Among currently available options are cryopreserved homografts, root allografts (Freestyle; Medtronic, Minneapolis, MN), and the "bio-Bentall," where the surgeon manually sutures the chosen tissue prosthesis to a Dacron conduit during the operation. Homografts are not always available when needed and always present the risk of transmitting prion diseases. The porcine root allograft is a good option but, unfortunately, has limited length and occasionally must be combined with a Dacron graft to cover extensive resection. Manually suturing an aortic bioprosthetic valve to a Dacron graft increases cross-clamping time, which generally does not help the surgeons disposition. The opportunity to use a preassembled Dacron graft-to-tissue prosthesis is an elegant option. The surgeon easily manipulates the prosthesis, experiences no surprises in sizing and fitting the valve, and does not expect calcification should reoperation be necessary.
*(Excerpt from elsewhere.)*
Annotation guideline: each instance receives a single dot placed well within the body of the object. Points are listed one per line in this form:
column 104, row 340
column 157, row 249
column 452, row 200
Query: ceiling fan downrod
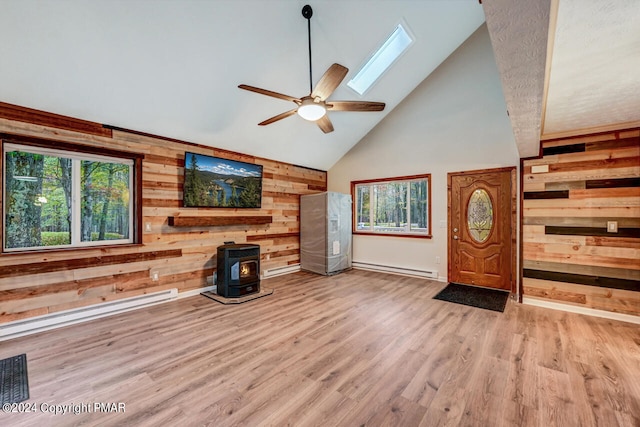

Obviously, the new generation of Dacron grafts proposed by Dr De Paulis and his team provide a ready-to-use, composite, bioprosthetic graft. This conduit seems to preserve low porosity and pliability, which are desirable qualities during surgical implantation. The greater thickness of this graft may confer more stiffness, however, which is not ideal for an aortic root substitute. The biomechanical literature tells us that the ascending aorta is responsible for 50% of the impedance of the entire aorta [2]. Loss of the aortic wall expansion (normally about 16%) increases the cardiac workload [3]. How these affect long-term survival is not fully known. We do know that repeated microtraumas at the suture line interface (expansion of the native aorta vs nonexpansion of the Dacron) have the potential to generate pseudoaneurysm, with subsequent need for reoperation.
We have to remember that our heart beats a billion times every 25 years. Any minor "flaws" in the system over time are amplified and eventually cause problems. In our quest for improved quality of aortic root replacements, the next generation of conduits must address these issues if surgeons wish to optimize the quality of their work.